In Skinner’s article The Science of Learning and the Art of Teaching, Skinner described the conditions of the classroom to be adverse to learning. He argued that a single teacher can not individually and appropriately reinforce 30 students simultaneously. In this 1954 article, he conceptualized a teaching machine for use in the classroom by individual students. (Seymour Papert too envisioned a teaching machine, The Children’s Machine).
Skinner stated: “When I am asked what I regard as my most important contribution, I always say, ‘the original experimental analysis of operant behavior and its subsequent extension to more and more complex cases”’ (Learning Theories for Teachers). He truly believed the purpose of psychology to be predicting and controlling the behaviour of individual organisms.
Skinner thought that nearly all human behavior is a product of either biological natural selection or psychological operant reinforcement. Skinner believed that there were 2 kinds of learning: operant and respondent, however he placed greater emphasis on operant which he believed was controlled by consequences. He used animals as research subjects studying the reward technique which he later applied to humans.
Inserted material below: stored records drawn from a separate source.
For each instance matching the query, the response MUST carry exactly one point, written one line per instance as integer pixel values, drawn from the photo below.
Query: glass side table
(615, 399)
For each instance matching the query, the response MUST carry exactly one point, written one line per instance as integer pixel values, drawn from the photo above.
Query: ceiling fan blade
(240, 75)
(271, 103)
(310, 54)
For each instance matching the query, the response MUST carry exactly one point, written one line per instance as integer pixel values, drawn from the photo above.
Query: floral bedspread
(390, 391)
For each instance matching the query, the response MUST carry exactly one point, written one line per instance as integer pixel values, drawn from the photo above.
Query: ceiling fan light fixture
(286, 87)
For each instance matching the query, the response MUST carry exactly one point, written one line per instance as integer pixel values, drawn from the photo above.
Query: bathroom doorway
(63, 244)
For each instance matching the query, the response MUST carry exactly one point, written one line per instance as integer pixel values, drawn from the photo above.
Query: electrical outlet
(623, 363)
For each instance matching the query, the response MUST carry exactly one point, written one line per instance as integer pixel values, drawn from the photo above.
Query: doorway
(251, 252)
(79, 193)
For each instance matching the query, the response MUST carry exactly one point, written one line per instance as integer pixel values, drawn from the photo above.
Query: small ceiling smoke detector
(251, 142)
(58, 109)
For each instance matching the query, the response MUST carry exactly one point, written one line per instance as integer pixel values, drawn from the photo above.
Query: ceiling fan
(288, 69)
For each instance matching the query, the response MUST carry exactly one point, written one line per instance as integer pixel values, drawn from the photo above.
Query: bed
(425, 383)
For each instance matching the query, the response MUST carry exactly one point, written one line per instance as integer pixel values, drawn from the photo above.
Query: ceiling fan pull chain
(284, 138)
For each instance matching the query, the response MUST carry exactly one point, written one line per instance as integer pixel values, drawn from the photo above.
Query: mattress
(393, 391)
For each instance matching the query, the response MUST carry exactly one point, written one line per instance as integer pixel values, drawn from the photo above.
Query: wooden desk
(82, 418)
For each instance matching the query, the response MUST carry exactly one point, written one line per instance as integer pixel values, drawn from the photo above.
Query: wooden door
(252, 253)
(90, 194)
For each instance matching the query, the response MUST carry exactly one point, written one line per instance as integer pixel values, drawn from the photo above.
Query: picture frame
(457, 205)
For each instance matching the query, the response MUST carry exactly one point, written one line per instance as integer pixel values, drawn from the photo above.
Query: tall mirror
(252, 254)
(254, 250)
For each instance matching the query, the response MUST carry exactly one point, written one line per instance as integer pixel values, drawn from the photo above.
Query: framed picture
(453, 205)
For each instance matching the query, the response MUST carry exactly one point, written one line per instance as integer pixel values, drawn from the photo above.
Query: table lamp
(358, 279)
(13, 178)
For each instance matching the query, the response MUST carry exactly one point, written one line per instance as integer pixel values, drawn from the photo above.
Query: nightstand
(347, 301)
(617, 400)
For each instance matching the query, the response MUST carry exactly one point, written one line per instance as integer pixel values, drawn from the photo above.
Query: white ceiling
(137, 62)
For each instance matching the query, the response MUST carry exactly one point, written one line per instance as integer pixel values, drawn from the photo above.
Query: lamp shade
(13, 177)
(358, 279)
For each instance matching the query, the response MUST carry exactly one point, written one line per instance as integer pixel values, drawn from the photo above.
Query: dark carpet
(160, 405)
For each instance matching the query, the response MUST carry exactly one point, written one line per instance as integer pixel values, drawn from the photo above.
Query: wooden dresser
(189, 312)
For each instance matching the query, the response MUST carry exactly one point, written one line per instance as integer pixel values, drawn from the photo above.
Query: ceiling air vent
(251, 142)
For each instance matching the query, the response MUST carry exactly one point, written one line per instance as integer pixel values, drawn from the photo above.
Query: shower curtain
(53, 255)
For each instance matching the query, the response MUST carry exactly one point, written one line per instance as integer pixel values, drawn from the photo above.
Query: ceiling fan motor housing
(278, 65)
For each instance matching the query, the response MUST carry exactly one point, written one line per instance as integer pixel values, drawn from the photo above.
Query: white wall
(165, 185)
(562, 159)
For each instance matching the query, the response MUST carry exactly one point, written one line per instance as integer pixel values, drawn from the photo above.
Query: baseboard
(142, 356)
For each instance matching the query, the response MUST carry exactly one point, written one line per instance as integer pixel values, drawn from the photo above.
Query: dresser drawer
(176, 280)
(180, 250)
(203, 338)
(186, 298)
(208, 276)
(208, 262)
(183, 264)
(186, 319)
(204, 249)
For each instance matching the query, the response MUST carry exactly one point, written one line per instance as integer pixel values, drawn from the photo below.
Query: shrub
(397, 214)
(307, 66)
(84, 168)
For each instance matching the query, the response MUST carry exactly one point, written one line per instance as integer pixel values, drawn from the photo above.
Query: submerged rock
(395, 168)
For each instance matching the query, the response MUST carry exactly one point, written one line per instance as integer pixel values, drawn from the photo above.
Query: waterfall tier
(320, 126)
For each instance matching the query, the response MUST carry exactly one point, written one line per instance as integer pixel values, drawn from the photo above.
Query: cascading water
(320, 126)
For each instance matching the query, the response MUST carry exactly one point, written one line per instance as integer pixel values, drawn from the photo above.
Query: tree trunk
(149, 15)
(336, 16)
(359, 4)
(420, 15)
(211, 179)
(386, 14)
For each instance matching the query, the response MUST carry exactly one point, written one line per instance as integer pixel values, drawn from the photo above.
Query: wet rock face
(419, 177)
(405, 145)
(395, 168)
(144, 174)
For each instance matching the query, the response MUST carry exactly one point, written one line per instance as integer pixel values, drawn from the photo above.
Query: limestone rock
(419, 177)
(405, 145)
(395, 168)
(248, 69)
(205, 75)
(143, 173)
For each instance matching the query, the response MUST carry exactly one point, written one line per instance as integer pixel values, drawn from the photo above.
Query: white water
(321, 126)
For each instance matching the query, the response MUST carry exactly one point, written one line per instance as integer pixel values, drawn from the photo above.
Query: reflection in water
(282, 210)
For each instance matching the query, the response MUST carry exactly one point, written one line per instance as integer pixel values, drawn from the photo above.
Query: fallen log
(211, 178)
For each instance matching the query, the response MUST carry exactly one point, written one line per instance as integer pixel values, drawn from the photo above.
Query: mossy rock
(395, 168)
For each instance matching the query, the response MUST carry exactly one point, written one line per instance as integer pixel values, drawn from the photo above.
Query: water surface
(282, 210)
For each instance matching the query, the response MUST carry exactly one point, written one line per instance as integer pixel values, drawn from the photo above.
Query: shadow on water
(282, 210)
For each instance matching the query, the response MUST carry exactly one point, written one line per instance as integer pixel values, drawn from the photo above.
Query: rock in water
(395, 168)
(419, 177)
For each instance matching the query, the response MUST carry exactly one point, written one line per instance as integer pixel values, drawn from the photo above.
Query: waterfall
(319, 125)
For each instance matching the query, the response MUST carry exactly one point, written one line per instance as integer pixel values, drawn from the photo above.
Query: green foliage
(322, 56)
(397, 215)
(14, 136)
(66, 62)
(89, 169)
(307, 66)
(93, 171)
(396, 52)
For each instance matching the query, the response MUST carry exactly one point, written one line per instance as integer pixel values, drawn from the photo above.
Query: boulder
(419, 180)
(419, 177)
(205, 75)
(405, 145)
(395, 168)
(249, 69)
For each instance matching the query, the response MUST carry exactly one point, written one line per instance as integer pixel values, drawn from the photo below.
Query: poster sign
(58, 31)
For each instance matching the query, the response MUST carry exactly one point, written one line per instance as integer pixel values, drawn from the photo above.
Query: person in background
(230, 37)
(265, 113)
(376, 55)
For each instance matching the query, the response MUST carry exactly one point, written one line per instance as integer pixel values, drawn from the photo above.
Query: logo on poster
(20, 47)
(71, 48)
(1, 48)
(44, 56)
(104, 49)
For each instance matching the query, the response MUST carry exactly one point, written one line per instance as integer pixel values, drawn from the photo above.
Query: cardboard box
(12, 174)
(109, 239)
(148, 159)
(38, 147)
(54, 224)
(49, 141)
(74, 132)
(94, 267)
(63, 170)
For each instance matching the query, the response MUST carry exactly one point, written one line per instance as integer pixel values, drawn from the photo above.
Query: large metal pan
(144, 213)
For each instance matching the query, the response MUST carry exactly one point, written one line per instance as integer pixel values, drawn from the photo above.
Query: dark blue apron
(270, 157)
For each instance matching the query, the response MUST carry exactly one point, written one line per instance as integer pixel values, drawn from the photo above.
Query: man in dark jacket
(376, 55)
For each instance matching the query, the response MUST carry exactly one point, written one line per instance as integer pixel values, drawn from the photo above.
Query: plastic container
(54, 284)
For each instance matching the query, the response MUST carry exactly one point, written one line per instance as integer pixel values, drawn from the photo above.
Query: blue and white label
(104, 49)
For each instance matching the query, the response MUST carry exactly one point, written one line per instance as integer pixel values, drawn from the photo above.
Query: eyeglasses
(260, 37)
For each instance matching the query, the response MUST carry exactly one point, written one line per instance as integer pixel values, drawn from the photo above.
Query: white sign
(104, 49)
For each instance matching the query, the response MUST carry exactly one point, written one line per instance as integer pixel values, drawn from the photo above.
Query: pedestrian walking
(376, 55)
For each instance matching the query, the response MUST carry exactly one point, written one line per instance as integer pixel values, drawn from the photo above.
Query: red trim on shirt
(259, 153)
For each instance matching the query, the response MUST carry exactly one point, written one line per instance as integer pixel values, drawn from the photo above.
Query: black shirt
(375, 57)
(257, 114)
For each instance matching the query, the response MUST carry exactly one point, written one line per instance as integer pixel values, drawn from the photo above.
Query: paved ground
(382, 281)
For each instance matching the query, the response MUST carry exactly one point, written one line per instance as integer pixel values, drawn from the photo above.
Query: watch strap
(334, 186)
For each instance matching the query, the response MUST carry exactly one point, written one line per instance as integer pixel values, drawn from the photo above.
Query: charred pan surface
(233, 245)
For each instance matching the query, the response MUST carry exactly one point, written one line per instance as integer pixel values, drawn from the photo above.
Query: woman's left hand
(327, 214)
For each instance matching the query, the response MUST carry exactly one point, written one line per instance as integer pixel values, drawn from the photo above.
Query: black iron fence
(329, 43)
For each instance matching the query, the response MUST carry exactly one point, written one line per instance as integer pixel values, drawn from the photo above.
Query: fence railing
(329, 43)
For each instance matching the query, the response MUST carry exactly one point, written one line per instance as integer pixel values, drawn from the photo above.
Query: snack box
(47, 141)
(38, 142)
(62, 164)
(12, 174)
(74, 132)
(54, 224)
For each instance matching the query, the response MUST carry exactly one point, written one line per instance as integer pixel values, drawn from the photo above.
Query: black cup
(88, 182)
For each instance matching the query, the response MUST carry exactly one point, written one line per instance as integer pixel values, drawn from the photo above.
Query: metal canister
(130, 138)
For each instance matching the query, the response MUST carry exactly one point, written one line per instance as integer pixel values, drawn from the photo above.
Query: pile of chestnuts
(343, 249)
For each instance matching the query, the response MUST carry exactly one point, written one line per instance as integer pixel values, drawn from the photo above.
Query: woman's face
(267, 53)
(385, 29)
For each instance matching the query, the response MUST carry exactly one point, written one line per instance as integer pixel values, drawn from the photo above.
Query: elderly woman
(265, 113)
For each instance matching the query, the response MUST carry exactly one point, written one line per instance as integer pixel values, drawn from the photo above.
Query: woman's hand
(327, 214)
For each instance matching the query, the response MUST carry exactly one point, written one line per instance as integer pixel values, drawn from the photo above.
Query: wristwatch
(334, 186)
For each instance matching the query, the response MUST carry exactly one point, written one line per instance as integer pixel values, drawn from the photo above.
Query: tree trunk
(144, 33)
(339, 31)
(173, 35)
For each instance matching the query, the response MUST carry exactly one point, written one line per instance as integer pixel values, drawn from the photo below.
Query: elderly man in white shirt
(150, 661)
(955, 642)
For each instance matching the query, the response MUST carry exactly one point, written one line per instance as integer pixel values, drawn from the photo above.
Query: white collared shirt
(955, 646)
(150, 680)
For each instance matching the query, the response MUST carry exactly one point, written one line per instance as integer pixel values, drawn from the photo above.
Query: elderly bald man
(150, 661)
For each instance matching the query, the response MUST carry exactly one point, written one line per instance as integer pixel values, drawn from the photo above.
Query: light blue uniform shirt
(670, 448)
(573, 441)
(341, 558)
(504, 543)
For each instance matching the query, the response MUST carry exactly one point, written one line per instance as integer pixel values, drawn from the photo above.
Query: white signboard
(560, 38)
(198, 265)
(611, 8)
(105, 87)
Skinner is a proponent of operant conditioning, and the inventor of the Skinner box for facilitating experimental observations.
Jean Piaget(1896―1980)
Jean Piaget, a Swiss psychologist, described logical thinking and reasoning about complex situations as the highest form of cognitive development. He grounded his investigations in the individual child's manipulation of and interaction with objects in his or her particular environment. "To present an adequate notion of learning one must first explain how the individual manages to construct and invent, not merely how he repeats and copies."